If Jean-Claude “Baby Doc” Duvalier can walk as a free man in Haiti, they argue, so should Aristide.

“Duvalier can go to Leogane. He talks on the radio. He can go wherever he wants,” said Tony Jeanthenor, an activist with the pro-Aristide Miami group Veye Yo. “It’s more than a double standard. It’s discrimination against political beliefs.”

On Friday, at a hotel in downtown Port-au-Prince, the New York-based Human Rights Watch called for the support of the Haitian government in its efforts to prosecute Duvalier for “grave” violations of human rights.

Should Aristide return, his supporters could call for him to be reinstated because he didn’t complete his second term. After a military junta toppled Aristide during his first term in 1991 and sent him into a three-year exile to the U.S., he argued that his mandate should be extended because he didn’t serve the entire five-year term; he lost that battle, and stepped down at the end of his first term.

Like Duvalier who has had embezzlement and human rights charges filed against him since his Jan. 16 return, Aristide could face criminal charges of his own. During his second term, international and Haitian advocacy groups expressed concerns that his followers – slum dwellers known as “chimeres” – were attacking political opponents and journalists.

His administration also had ties to drug traffickers.

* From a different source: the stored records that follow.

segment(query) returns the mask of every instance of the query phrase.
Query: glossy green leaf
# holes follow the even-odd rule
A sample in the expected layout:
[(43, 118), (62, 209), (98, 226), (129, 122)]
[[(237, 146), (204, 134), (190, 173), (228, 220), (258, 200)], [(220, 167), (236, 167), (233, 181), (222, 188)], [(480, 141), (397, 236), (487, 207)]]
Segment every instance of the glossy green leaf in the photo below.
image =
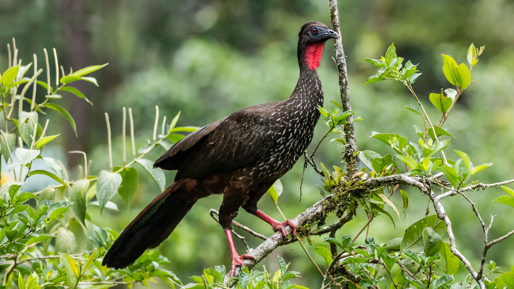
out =
[(2, 135), (0, 135), (0, 148), (1, 148), (2, 154), (4, 155), (4, 159), (7, 163), (10, 158), (9, 156), (11, 152), (16, 148), (16, 134), (9, 133), (4, 133), (4, 134), (6, 138), (7, 139), (7, 143), (9, 145), (9, 149), (7, 149), (8, 146), (6, 144), (5, 140)]
[(166, 184), (166, 177), (164, 176), (164, 172), (161, 169), (159, 168), (153, 168), (154, 162), (145, 158), (136, 159), (136, 162), (141, 165), (145, 170), (154, 179), (154, 180), (157, 183), (161, 191), (164, 189), (164, 186)]
[[(373, 170), (373, 166), (372, 164), (373, 159), (381, 157), (382, 156), (373, 151), (366, 150), (359, 153), (359, 158), (366, 165), (366, 167), (370, 170)], [(375, 171), (375, 172), (378, 172)]]
[(57, 137), (58, 136), (61, 135), (61, 134), (56, 134), (55, 135), (50, 135), (48, 136), (45, 136), (42, 137), (41, 138), (38, 140), (38, 141), (35, 142), (36, 148), (39, 148), (43, 147), (48, 142), (51, 141), (54, 138)]
[[(36, 112), (22, 112), (18, 119), (18, 132), (22, 137), (23, 141), (30, 147), (32, 143), (32, 137), (34, 136), (34, 126), (38, 121), (38, 115)], [(38, 134), (36, 134), (38, 136)]]
[[(77, 287), (79, 282), (79, 280), (77, 278), (77, 276), (74, 273), (74, 270), (71, 268), (71, 266), (73, 266), (72, 264), (75, 263), (75, 261), (73, 261), (73, 258), (71, 256), (66, 253), (60, 252), (59, 255), (61, 255), (61, 259), (64, 264), (64, 268), (66, 269), (66, 277), (68, 278), (68, 284), (69, 284), (70, 288), (75, 288)], [(71, 262), (70, 260), (71, 260)], [(75, 264), (75, 265), (77, 266), (77, 264)]]
[(7, 86), (10, 84), (14, 80), (14, 79), (16, 78), (16, 76), (17, 75), (20, 66), (16, 65), (6, 70), (2, 76), (2, 86)]
[(415, 169), (417, 166), (417, 163), (412, 157), (401, 155), (396, 155), (396, 157), (399, 158), (400, 160), (407, 164), (408, 166), (412, 169)]
[(409, 105), (406, 105), (403, 107), (409, 110), (409, 111), (411, 111), (411, 112), (413, 112), (415, 113), (417, 113), (417, 114), (420, 115), (421, 116), (423, 116), (423, 114), (421, 112), (421, 110), (418, 108), (417, 106), (410, 104)]
[[(115, 167), (114, 171), (117, 171), (120, 168), (119, 167)], [(119, 173), (121, 175), (122, 181), (120, 188), (118, 189), (118, 193), (120, 194), (121, 200), (128, 209), (134, 201), (136, 192), (139, 186), (139, 176), (137, 170), (132, 167), (125, 168)]]
[(487, 169), (491, 166), (492, 166), (492, 162), (487, 162), (487, 164), (483, 164), (480, 166), (477, 166), (471, 170), (471, 175), (474, 174), (476, 173), (480, 172), (480, 171)]
[(22, 162), (24, 166), (29, 164), (38, 155), (39, 155), (39, 150), (28, 150), (22, 148), (17, 148), (14, 150), (14, 153), (18, 159)]
[(423, 251), (427, 257), (431, 257), (439, 252), (443, 247), (443, 240), (433, 229), (428, 227), (423, 230), (423, 233), (424, 248)]
[(71, 125), (71, 128), (73, 129), (73, 131), (75, 132), (75, 136), (77, 136), (77, 125), (75, 124), (75, 121), (74, 120), (73, 117), (71, 117), (71, 115), (69, 114), (68, 111), (66, 110), (64, 107), (63, 107), (59, 104), (50, 102), (47, 102), (46, 103), (45, 103), (43, 106), (51, 109), (59, 113), (61, 115), (64, 117), (64, 118), (65, 118), (66, 120), (69, 122), (70, 125)]
[(83, 224), (86, 217), (86, 192), (89, 187), (89, 180), (79, 179), (71, 186), (71, 191), (69, 194), (69, 200), (73, 202), (71, 211), (77, 219)]
[[(102, 170), (98, 175), (97, 182), (97, 199), (100, 206), (100, 212), (102, 213), (105, 204), (118, 192), (121, 184), (121, 175)], [(87, 189), (84, 191), (85, 192)]]
[(423, 242), (423, 230), (429, 227), (434, 229), (439, 236), (444, 236), (446, 231), (446, 225), (444, 221), (436, 215), (431, 215), (423, 218), (410, 225), (405, 231), (400, 245), (400, 252), (407, 249), (413, 252), (420, 252), (425, 248)]
[(80, 98), (84, 99), (86, 101), (88, 102), (89, 104), (91, 104), (91, 105), (93, 105), (93, 103), (90, 101), (89, 99), (87, 99), (87, 98), (86, 98), (86, 96), (84, 95), (84, 94), (80, 92), (79, 89), (76, 88), (75, 87), (72, 87), (71, 86), (63, 86), (61, 88), (61, 90), (70, 92)]
[(508, 195), (500, 196), (496, 198), (493, 202), (495, 203), (499, 203), (500, 204), (505, 204), (505, 205), (508, 205), (512, 208), (514, 208), (514, 197)]
[(441, 259), (445, 261), (445, 264), (442, 266), (439, 265), (439, 266), (442, 267), (445, 274), (455, 276), (458, 270), (459, 260), (457, 256), (451, 252), (450, 247), (449, 243), (443, 243), (443, 247), (439, 250), (439, 254), (442, 256)]
[(326, 262), (325, 265), (328, 266), (332, 263), (332, 260), (334, 259), (332, 258), (332, 254), (330, 250), (325, 247), (315, 247), (314, 249), (314, 251), (317, 254), (325, 259), (325, 261)]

After the 2004 ouster, a federal drug-smuggling case in Miami involving Haitian government officials, senior police officers and other cocaine smugglers yielded more than 30 convictions and one acquittal.

Despite allegations that Aristide was paid millions of dollars by Haitian traffickers to allow them to use the country as a hub for shipping Colombian cocaine to the United States, federal prosecutors were never able to prove them.

Kurzban maintains his client’s innocence.

“He may have enemies but there has to be a basis for the charges and there are none,” Kurzban said. “There are simply no serious claims that President Aristide was involved in any illegal activities, before or after his presidency.”

The two presidential candidates headed to a second round on March 20 – both one-time diehard Aristide opponents – say the former president is welcome to return as a citizen but they say that he should stay away from politics. First-place finisher Mirlande Manigat says his presence could foment unnecessary tension at a time when stability is desperately needed.

Others agree.

“The timing is not right for this controversial figure,” said Charles Henri Baker, an unsuccessful opposition candidate in the Nov. 28 vote who was instrumental in pushing out Aristide in 2004. “Anything that has the possibility of creating or disrupting peace should be avoided.”

Miami Herald Caribbean correspondent Jacqueline Charles contributed to this report.